Le rétablissement de la production sera inégal. L'Arabie saoudite et les Émirats arabes unis, qui ont quitté l'OPEP le mois dernier et ne sont plus liés par les quotas de production, disposent tous deux de capacités excédentaires et peuvent augmenter leur production relativement rapidement. L'Irak et le Koweït connaîtront un rétablissement plus lent en raison de leur dépendance à l'égard des sociétés étrangères de services pétroliers et du défi technique que représente la remise sous pression des puits vieillissants à basse pression.
La crise accélère également une refonte plus large du mix énergétique. Les ministres de l'Union européenne discutent de l'opportunité d'étendre la production nationale de pétrole et de gaz — un débat qui était presque impensable il y a seulement quelques années. Dans le même temps, les véhicules électriques et les panneaux solaires chinois bon marché offrent aux nations dépendantes des importations davantage d'options pour réduire leur dépendance aux combustibles fossiles. Les données d'Ember montrent que 50 pays ont établi des records d'importations de panneaux solaires chinois rien qu'en mars.
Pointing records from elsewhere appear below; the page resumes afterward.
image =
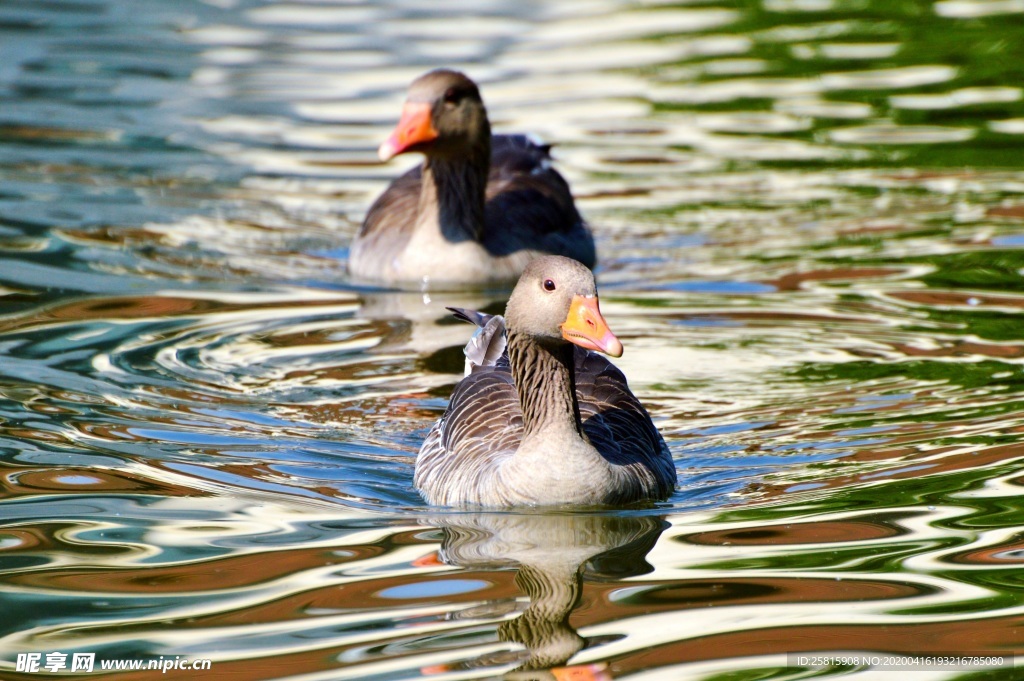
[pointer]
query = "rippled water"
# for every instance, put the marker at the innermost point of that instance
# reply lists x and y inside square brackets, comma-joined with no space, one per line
[810,217]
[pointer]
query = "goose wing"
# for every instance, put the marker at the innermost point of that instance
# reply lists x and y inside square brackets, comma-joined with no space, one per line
[529,204]
[617,424]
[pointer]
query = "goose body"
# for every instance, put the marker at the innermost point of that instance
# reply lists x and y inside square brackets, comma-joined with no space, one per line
[477,210]
[541,419]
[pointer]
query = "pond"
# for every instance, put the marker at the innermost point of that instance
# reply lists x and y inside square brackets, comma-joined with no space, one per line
[809,217]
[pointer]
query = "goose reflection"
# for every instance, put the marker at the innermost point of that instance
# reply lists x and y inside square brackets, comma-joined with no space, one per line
[555,555]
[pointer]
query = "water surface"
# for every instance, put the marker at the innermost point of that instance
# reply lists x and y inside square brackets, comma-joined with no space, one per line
[809,216]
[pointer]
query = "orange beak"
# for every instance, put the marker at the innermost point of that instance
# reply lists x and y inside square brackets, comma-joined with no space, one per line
[585,327]
[414,128]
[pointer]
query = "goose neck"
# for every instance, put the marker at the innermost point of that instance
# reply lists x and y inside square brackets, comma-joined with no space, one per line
[545,380]
[455,190]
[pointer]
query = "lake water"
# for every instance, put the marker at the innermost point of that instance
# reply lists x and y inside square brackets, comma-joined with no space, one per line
[810,223]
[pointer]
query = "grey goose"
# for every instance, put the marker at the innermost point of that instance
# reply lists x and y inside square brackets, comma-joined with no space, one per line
[479,207]
[541,418]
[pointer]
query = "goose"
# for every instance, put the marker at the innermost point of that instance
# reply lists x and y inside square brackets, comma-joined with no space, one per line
[479,207]
[541,418]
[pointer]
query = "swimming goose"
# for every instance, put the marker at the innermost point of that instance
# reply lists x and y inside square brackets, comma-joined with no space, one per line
[541,419]
[478,209]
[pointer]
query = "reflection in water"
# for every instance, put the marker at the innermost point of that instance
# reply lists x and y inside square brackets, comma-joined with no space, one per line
[553,554]
[809,225]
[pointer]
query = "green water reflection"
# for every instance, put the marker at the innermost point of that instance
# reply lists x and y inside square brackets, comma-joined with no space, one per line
[809,215]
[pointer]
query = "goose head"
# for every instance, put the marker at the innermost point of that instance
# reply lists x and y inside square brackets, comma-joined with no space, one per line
[443,116]
[556,302]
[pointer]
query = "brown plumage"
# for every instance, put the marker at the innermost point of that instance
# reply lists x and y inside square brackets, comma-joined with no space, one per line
[478,209]
[549,422]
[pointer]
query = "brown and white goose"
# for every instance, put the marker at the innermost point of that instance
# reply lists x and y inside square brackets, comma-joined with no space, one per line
[478,209]
[540,419]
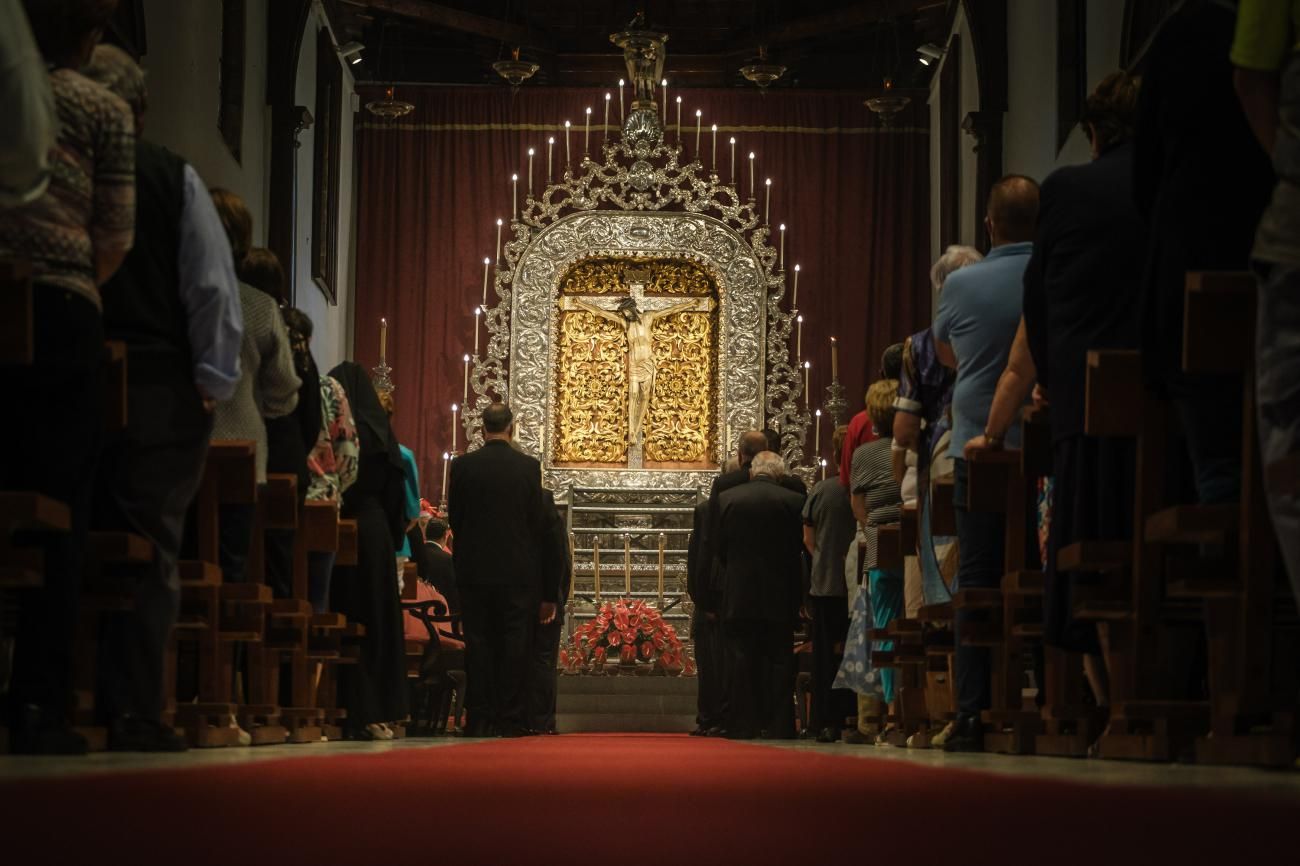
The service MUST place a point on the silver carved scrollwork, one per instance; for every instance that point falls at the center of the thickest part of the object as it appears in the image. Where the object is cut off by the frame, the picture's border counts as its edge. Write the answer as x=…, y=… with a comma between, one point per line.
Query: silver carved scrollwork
x=641, y=200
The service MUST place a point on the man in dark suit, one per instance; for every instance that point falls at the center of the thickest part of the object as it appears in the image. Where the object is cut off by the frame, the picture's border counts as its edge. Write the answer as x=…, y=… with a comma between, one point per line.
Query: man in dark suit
x=546, y=640
x=759, y=549
x=494, y=502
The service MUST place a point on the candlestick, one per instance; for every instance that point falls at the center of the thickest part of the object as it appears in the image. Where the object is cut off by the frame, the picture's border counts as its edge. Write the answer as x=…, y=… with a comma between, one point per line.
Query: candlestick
x=627, y=564
x=445, y=458
x=663, y=540
x=464, y=390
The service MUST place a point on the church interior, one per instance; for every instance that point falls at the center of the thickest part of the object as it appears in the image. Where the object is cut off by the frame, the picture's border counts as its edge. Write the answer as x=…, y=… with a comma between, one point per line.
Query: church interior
x=796, y=427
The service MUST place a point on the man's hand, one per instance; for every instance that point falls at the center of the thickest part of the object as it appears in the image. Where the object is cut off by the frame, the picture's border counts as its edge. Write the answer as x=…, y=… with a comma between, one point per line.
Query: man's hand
x=980, y=444
x=208, y=403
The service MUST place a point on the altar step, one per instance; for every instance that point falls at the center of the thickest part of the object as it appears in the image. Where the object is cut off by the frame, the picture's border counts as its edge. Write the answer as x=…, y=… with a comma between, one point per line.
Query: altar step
x=625, y=704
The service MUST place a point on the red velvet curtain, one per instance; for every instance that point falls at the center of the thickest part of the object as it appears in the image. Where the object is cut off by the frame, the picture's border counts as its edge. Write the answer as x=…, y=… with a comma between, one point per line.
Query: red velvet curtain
x=430, y=186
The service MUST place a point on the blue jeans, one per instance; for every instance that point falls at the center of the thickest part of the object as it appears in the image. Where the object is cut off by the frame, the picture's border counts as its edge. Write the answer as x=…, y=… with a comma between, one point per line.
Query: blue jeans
x=1277, y=338
x=983, y=541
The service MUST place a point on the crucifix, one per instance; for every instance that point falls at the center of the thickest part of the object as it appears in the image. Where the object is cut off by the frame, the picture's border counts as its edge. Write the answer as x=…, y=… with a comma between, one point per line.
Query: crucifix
x=637, y=315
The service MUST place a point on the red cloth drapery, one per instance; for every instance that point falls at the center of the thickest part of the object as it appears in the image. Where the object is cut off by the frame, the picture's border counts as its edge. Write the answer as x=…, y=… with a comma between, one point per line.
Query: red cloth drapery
x=854, y=198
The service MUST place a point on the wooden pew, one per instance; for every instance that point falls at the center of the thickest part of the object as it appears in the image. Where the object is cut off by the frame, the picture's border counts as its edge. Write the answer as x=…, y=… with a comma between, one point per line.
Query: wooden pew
x=1249, y=618
x=229, y=477
x=997, y=484
x=1148, y=721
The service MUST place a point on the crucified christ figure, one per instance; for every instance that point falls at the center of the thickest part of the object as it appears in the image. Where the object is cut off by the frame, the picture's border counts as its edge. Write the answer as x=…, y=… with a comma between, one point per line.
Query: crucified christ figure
x=641, y=367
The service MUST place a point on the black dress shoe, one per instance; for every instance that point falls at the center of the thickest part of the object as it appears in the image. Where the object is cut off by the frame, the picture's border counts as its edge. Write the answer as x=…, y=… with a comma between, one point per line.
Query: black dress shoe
x=967, y=735
x=133, y=734
x=38, y=731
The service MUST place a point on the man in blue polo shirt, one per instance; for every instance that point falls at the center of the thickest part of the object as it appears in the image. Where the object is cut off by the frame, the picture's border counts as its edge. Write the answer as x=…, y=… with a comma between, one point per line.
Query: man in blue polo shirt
x=978, y=315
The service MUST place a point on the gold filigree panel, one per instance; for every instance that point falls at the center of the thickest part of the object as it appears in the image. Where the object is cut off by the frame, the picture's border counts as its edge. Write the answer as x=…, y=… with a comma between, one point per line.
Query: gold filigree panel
x=592, y=390
x=680, y=419
x=609, y=276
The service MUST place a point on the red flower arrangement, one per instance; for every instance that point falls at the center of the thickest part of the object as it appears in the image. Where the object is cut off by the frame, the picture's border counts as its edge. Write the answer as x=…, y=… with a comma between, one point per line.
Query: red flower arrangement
x=631, y=631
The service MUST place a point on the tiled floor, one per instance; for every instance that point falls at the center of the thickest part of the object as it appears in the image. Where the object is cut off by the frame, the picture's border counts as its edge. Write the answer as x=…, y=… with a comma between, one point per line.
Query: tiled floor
x=1103, y=773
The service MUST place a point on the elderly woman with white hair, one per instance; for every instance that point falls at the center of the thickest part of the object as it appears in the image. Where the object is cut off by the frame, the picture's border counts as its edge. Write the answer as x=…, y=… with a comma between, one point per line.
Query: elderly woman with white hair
x=921, y=431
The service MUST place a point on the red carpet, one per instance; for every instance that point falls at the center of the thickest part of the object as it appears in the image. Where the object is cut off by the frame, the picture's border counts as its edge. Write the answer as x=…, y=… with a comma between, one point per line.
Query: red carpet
x=623, y=801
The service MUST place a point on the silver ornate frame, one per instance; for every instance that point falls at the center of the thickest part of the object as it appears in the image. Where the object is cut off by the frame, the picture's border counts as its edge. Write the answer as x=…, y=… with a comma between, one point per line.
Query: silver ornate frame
x=641, y=199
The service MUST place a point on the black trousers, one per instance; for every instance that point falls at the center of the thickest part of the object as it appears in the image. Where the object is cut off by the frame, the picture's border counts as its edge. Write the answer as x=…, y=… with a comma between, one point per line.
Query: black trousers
x=710, y=665
x=542, y=675
x=148, y=477
x=498, y=622
x=830, y=631
x=759, y=678
x=51, y=446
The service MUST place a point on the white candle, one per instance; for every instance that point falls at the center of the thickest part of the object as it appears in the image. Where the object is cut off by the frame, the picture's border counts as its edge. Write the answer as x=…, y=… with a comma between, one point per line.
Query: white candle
x=464, y=390
x=445, y=458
L'histoire suggère que les chocs énergétiques peuvent déclencher des changements structurels durables. Les crises pétrolières des années 1970 ont poussé les États-Unis à améliorer agressivement leur efficacité énergétique et à développer des sources alternatives ; le pétrole représente aujourd'hui environ 1 % de la production d'électricité américaine, contre près d'un cinquième au début des années 1970. Mais une transition énergétique significative prend du temps. Dans l'intervalle, la priorité absolue des gouvernements reste de sécuriser l'approvisionnement — et cela signifie stocker du brut, une dynamique qui maintiendra le marché pétrolier tendu et les prix élevés pendant une période prolongée.
Cet article est fourni à titre d'information uniquement et ne constitue pas un conseil en investissement.